One site which escaped destruction by settlement was uncovered in the past few years with the aid of modern technology around Tel Yizrael, in the Galilee.
So much archaeology has been focused on this tel, site of the biblical city of Jezreel. Tel Yizrael was continuously occupied until today, and as such, is not only studied but confused by the destruction which comes with settlement. Stones from the biblical period were used by the Romans. There was a Byzantine settlement described there in the writings of Eusebius. The Crusader castle of LaPetit Gerin (Small Jenin) took advantage of the detritus of the past in its construction. All of the building materials were incorporated into an Ottoman village which claimed that its tower was from the times of King Ahab (and perhaps some of the stones were). After that village was abandoned during Israel’s Independence War, it was replaced by the kibbutz of today, which only built over part of the ancient tel. Layers of different civilizations mixed together due to repeated settlement making for a rich site, but also a headache for archaeologists.
Recent finds have focused on an additional settlement down the hill around the Jezreel Spring, Ein Yizrael, which has remained untouched since the 7th century C.E. (We see in the photo the trees around the spring, and to the right, the area of the tel.) Tel Ein Yizrael was first settled around 5000 B.C.E., predating by 1000 years the city on the top of the tel.
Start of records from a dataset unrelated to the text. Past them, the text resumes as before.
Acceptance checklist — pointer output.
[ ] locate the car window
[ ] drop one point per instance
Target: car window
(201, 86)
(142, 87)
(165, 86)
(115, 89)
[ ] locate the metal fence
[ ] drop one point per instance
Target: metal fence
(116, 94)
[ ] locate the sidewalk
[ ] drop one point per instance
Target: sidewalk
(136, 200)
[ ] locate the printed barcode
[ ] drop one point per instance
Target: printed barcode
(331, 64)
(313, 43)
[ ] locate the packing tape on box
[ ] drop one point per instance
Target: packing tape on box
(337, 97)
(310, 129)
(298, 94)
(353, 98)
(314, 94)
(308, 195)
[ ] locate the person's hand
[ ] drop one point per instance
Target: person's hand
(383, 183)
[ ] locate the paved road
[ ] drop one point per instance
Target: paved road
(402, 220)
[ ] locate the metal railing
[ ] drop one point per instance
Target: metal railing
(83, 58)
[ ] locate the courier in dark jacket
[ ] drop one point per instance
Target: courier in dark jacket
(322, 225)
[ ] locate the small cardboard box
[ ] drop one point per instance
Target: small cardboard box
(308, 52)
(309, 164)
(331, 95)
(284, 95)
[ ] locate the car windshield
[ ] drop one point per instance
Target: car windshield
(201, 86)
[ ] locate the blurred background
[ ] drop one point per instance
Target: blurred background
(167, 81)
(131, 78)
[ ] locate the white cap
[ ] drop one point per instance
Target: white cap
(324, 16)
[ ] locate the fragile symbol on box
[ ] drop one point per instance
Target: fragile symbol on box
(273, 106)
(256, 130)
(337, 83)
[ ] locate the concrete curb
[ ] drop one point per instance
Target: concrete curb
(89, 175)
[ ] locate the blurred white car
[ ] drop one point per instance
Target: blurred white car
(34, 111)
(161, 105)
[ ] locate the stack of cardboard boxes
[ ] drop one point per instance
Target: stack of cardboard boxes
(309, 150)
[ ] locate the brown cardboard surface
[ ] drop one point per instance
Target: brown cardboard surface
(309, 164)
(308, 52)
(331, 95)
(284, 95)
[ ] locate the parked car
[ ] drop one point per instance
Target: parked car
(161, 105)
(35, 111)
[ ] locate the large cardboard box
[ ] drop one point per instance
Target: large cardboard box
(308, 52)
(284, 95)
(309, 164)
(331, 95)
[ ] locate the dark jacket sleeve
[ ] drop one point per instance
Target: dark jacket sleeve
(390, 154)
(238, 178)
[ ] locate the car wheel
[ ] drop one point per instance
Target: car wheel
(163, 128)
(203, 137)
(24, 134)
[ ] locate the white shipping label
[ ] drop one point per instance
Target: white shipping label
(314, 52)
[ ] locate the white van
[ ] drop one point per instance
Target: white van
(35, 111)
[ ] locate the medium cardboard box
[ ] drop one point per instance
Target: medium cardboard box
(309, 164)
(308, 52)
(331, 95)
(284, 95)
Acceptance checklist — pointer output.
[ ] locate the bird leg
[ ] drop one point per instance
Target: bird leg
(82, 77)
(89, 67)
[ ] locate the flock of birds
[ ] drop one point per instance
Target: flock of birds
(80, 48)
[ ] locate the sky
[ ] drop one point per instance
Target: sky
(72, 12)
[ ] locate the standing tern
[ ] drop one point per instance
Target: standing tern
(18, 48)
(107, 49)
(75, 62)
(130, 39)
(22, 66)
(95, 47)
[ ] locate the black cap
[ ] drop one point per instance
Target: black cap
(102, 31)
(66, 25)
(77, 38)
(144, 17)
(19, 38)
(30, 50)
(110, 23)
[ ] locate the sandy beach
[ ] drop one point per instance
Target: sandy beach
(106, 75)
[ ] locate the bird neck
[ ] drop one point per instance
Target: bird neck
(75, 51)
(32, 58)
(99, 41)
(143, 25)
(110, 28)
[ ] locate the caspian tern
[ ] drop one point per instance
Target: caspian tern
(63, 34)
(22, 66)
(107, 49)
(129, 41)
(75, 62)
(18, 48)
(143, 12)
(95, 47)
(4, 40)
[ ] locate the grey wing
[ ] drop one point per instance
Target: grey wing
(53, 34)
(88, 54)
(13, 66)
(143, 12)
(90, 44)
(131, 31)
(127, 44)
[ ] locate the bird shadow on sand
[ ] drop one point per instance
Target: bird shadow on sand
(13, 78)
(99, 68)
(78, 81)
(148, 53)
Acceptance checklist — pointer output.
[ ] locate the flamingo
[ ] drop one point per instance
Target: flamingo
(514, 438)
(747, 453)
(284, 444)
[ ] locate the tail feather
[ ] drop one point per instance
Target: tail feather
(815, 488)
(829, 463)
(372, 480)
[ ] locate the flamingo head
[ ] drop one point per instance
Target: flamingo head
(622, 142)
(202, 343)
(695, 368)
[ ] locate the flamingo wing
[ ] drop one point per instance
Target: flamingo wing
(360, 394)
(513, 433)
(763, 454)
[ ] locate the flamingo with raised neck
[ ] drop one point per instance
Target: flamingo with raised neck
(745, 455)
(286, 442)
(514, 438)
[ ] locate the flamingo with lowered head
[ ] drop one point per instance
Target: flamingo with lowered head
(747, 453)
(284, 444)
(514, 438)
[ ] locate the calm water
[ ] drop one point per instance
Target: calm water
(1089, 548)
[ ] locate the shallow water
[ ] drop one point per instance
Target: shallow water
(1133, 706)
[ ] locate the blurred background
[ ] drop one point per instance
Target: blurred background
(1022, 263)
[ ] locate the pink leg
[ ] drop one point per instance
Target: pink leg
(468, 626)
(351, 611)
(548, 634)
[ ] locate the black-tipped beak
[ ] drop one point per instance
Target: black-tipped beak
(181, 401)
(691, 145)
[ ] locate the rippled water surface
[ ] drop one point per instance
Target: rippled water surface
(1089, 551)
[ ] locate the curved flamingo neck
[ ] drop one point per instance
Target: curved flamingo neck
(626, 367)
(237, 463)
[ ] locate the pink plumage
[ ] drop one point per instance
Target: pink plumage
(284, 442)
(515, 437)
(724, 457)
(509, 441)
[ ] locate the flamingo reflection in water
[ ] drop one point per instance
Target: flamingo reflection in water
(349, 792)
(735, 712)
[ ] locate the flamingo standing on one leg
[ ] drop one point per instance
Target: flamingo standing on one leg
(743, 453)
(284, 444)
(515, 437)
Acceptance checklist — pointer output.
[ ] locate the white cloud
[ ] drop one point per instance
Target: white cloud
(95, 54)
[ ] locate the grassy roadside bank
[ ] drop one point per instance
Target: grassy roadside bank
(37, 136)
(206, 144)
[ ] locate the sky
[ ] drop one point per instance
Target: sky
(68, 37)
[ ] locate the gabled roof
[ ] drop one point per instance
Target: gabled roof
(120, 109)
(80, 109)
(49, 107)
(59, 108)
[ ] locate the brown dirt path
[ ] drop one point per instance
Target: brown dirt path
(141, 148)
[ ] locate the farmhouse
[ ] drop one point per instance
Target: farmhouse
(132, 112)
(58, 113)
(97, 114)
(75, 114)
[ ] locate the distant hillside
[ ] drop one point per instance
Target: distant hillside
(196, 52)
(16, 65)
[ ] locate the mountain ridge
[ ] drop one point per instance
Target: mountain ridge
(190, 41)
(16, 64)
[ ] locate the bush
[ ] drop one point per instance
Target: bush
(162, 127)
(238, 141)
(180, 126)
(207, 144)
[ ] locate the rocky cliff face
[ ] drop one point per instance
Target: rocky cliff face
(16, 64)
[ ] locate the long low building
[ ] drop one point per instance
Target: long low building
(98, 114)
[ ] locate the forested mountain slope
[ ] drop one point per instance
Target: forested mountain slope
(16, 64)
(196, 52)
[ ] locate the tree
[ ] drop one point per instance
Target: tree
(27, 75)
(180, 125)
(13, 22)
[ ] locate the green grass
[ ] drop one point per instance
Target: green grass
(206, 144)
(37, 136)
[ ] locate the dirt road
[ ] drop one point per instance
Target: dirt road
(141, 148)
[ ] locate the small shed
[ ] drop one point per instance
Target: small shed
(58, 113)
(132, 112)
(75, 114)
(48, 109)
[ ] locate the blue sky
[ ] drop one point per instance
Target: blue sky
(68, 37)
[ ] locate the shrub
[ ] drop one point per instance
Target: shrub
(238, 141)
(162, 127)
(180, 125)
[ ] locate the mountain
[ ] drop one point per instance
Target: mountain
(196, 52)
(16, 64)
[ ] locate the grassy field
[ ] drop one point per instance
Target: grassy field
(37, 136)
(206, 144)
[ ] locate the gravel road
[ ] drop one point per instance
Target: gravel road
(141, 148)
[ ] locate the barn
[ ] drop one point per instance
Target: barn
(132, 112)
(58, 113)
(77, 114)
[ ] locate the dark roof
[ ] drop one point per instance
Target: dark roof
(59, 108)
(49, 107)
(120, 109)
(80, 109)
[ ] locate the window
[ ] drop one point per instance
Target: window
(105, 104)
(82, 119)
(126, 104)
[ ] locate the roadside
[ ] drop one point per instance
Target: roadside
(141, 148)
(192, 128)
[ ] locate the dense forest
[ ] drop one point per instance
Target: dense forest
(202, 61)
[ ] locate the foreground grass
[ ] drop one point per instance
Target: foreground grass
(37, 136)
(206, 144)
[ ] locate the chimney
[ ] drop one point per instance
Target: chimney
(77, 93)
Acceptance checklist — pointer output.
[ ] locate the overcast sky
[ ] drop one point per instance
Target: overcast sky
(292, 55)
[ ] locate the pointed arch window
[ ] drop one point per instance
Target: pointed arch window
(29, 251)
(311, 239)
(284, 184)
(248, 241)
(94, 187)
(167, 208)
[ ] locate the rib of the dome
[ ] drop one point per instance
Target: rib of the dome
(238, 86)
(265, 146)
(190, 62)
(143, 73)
Like Tel Yizrael, this settlement enjoyed the location at the junction of the main superhighway connecting Egypt and Mesopotamia and the local route, the Spine Route, connecting the cities in Israel’s hill country. It also benefited from close proximity to the spring. The largest settlement period was during the time of the large cities, 3300-2200 B.C.E. However, since the 7th century C.E., Tel Ein Yizrael has been abandoned. Whether is was the earthquake of 632, or a change in political climate with the conquest by the Moslems, or global warming, the residents of Tel Ein Yizrael left their town and their fields. Because no buildings were erected or plow was drawn over the site, it remained for archaeologist Nehemia Tzuri to be the first to discover this settlement in the 1950’s. He did not dig here at all and left that work for archaeologists Norma Franklin and Jennie Ebeling to come with modern aerial imaging, following an ancient footpath from Tel Yizrael to once again look into this window to the past. Since 2012, Tel Ein Yizrael has been giving up its secrets to the archaeologists, after being well preserved by centuries of neglect.
Walking around Israel we are aware of the many settlements from the past which are visible to the eye, but those which are hidden and neglected are still keeping their secrets.